A total playing area of 34×64 is recommended for each court. One-fourth of a standard tennis court is 30×60 which is the minimum recommendation (34×64 preferred). If a compromise on the size must be made, the width is more important than the length.
The perimeter fencing is typically 10 feet high, the same as a tennis court. That works out well most of the time. At that height, a ball might still occasionally go over the fence. On a wider pad, you can get away with a lower fence.
Low fences between the courts are recommended. Without fences or some other barrier, stray balls can interrupt play and be a potential safety hazard. A 4-foot fence usually works well. Padding on the top rail of a 4-foot fence is recommended.
How Much Will it Cost?
You are probably looking at a range of about $10K per court to $50K per court depending on a lot of variables as described below. It can be done for much less with volunteer labor.
The techniques used for building pickleball courts are identical to the techniques used for tennis courts. Your best bet is to get quotes from local tennis court contractors.
Some of the variables that can affect your costs are listed below. It helps a lot if you just “go bare.” In other words, trim it down to the bare essentials and eliminate some of the extra-cost, optional items.
- One of the biggest local variables is site preparation, grading, and drainage. Certain types of unstable soils require additional preparation. Almost every court installed in our area has run into delays from the city and county because of drainage problems or reviews. You can’t make any changes to a site without dealing with drainage and sometimes that gets expensive. The extent of local bureaucracy can be a big factor. Do they require the expense of drainage studies?

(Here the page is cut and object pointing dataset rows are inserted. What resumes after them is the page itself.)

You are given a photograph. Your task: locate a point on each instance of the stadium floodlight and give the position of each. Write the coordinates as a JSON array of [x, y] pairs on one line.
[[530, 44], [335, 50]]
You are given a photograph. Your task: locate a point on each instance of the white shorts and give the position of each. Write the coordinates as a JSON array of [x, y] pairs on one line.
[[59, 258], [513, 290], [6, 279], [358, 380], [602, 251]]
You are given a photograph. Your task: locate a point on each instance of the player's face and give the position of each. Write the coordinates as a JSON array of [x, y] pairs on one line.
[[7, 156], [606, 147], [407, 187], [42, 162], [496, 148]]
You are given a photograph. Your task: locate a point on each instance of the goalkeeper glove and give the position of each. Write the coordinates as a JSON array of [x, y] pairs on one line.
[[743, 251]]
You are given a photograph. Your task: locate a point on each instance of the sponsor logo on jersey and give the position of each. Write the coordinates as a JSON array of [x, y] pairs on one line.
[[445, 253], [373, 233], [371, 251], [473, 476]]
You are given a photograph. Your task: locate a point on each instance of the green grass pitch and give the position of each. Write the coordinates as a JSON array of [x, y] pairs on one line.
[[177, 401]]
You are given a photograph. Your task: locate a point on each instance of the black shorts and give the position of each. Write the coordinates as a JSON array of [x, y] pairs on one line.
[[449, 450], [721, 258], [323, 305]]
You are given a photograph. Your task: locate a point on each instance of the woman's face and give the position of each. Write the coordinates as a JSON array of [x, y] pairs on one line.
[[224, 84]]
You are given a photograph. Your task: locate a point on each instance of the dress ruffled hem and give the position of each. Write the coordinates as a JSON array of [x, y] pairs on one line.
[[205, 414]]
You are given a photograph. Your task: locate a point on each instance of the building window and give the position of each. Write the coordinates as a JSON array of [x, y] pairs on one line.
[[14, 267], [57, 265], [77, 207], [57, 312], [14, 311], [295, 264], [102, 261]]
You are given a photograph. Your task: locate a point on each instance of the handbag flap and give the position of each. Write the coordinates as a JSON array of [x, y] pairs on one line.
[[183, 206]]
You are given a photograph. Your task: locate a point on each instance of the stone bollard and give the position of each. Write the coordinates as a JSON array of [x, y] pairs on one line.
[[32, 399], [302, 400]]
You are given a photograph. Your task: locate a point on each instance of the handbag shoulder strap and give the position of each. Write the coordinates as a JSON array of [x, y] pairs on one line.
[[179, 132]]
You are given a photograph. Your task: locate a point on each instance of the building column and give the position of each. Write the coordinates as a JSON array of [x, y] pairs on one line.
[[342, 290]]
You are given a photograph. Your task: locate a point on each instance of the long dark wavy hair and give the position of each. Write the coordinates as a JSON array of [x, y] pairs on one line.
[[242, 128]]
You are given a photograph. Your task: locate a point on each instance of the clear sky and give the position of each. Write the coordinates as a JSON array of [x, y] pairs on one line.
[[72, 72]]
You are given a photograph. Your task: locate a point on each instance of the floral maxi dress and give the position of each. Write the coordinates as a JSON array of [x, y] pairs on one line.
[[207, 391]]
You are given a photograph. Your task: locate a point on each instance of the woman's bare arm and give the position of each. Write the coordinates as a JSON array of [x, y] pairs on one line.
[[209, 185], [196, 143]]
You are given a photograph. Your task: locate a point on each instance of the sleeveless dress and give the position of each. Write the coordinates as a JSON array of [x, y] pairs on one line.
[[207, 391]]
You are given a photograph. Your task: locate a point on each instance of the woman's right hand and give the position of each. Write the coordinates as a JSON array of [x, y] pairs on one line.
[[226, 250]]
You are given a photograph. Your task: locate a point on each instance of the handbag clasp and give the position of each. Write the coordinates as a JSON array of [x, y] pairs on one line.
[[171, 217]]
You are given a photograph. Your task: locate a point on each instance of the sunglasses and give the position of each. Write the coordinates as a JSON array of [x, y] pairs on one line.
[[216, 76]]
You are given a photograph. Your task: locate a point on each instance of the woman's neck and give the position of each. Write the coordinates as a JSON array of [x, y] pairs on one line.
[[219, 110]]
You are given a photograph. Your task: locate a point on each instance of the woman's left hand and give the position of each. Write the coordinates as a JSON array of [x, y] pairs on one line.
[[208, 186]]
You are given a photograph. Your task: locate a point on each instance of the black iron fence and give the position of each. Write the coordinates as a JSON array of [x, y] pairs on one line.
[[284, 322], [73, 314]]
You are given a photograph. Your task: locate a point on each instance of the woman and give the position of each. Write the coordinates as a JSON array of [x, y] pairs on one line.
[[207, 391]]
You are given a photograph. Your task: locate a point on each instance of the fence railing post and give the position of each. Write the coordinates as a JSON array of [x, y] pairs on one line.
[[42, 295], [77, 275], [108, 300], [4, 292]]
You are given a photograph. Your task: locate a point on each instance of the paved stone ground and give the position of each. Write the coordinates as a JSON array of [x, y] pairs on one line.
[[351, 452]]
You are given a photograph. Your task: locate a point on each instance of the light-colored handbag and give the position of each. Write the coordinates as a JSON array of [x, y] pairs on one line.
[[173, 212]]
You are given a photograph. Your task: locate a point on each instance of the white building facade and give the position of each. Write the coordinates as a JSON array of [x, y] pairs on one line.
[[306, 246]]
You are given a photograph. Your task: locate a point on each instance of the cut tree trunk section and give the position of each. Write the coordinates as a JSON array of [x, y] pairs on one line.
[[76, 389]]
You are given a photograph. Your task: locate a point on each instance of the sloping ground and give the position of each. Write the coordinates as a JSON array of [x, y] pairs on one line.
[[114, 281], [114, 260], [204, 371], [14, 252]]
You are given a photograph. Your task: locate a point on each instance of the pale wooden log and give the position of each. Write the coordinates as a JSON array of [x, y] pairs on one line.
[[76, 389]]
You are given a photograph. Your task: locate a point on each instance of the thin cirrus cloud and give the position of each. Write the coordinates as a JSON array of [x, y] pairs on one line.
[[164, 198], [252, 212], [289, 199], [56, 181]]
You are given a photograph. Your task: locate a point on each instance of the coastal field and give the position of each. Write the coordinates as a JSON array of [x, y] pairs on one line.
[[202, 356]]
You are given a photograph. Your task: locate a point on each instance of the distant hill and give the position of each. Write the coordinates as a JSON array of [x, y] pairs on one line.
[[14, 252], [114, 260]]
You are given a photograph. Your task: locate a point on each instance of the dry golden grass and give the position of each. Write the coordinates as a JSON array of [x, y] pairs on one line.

- Type of surface… concrete or asphalt. In our area, post-tensioned concrete is the preferred choice. Asphalt is less expensive, but can present higher maintenance costs, more cracking, and low spots.
- Are there existing trees or other landscaping to deal with?
- Is there an existing sprinkler system that needs to be reworked?
- What type of landscaping, if any, is planned?
- Will there be perimeter fencing? How high? Will it include windscreen?
- Will there be court separation fencing?
- Are there access considerations during construction?
- What are the access consideration considerations for players and spectators? Will there be walkways to and around the courts?
- Will there be spectator seating and seating for waiting players?
- Will compromises be made on the size of the pad?
- Do you require lighting? We have found that evening play is almost as popular as play during the day, especially during the hot months. Lighting can be expensive.
- Do you plan on shade for spectators and players?
- Are there architectural, zoning, or CC&R restrictions?
- Are there easements for water, electric, or gas lines? Are there setback requirements?
- Will there be water for water fountains or hose bibs for cleaning the courts?
- Is electricity needed for lights or court-cleaning equipment? If plumbing and electrical are not in the area, the cost of getting it there can exceed the basic cost of the court.
- Will proximity to local residences require walls or landscaping for sound attenuation or visual separation?
Example of Costs and Difficulties
One example of costs on the high end is the city of Surprise, AZ. They had projected a total cost $640,000 for 12 courts including lighting and most of the stuff above. Cost was also inflated when a tennis player on the city council insisted on a sound wall between the courts and the local tennis center. The entire project got scrapped when the economy turned sour and the city experienced a budget crunch.
It can be done for a whole lot less if you don’t have too much local bureaucracy and you keep the requirements to a minimum. Construction costs can also vary with local wage rates and the extent to which the contractors are hungry.